Finding nodal median in QlikView

I have a query regarding finding median value in a hierarchical dimension in QlikView:

I have a following hierarchical dimension in QlikView. (Dimension Name : VendorSubLocation, Vendor is the parent and Location is the child).

Assume the following values (Dimension names and the expression value):

                                      Rate

IBM                                  

     USA                            12

     UK                              13

     Australia                      14

ATK

     USA                             13

     UK                               12

     SA                               16

Corresponding to each Level 1 of VendorSubLocation dimension, I want to find out median value. That is the output should be

IBM - 13

and ATK - 13

Can you please suggest a method how this can be implemented in the load script?

4 Replies
Gysbert_Wassenaar

Use the median function. You'll need a group by clause if you want to calculate this in the script.

load Vendor, median(Rate)

from ...somewhere...

group by Vendor;


talk is cheap, supply exceeds demand
Not applicable
Author

Hi Gysbert,

There is an additional complication. Corresponding to each vendors there are multiple transactions. So consider the following situation:

                                      Rate          # of transactions

IBM                                 

     USA                            12                    10

     UK                              13                     20

     Australia                      14                    61

Your solution will return 14 as the median value since Rate corresponding to  45th/46th transaction is 14. However, I want the median value as 13.

Gysbert_Wassenaar

Then first do a load distinct Vendor, Rate ...from... etc so you get the distinct Rate values


talk is cheap, supply exceeds demand
Not applicable
Author

That still does not seem to solve my problem. I think I should rephrase my issue and mention the data fields present in the fact so that it becomes simpler.
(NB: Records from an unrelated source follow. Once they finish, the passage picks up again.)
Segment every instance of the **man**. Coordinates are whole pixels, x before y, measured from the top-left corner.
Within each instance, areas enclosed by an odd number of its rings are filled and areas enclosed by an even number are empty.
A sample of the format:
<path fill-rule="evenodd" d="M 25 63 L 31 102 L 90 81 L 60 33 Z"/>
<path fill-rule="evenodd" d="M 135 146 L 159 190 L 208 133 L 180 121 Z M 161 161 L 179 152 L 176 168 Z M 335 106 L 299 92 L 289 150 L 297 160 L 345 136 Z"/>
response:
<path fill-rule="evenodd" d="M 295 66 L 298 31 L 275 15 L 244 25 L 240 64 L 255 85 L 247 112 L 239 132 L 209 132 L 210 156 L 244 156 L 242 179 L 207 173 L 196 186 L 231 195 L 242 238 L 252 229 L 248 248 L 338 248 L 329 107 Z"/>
The input file has following format:

Company      Geography            Rate             Hours

IBM                    USA                 11                  1

IBM                    USA                 12                  1

IBM                    USA                 13                  1

I calculate the rate for "Company-Geography" combination at load time by grouping by "Company-Geography" combination. ( I have a "Company-Geography" concatenated field in the input file). Lets call this effective rate.

What I want to do is for a given company, I want to find the geography corresponding to median rates. There are multiple transactions for "Company-Geography" combination and effective rate can be same for any two "Company-Geography" combination (which is one of the reasons why i am concerned about using Distinct).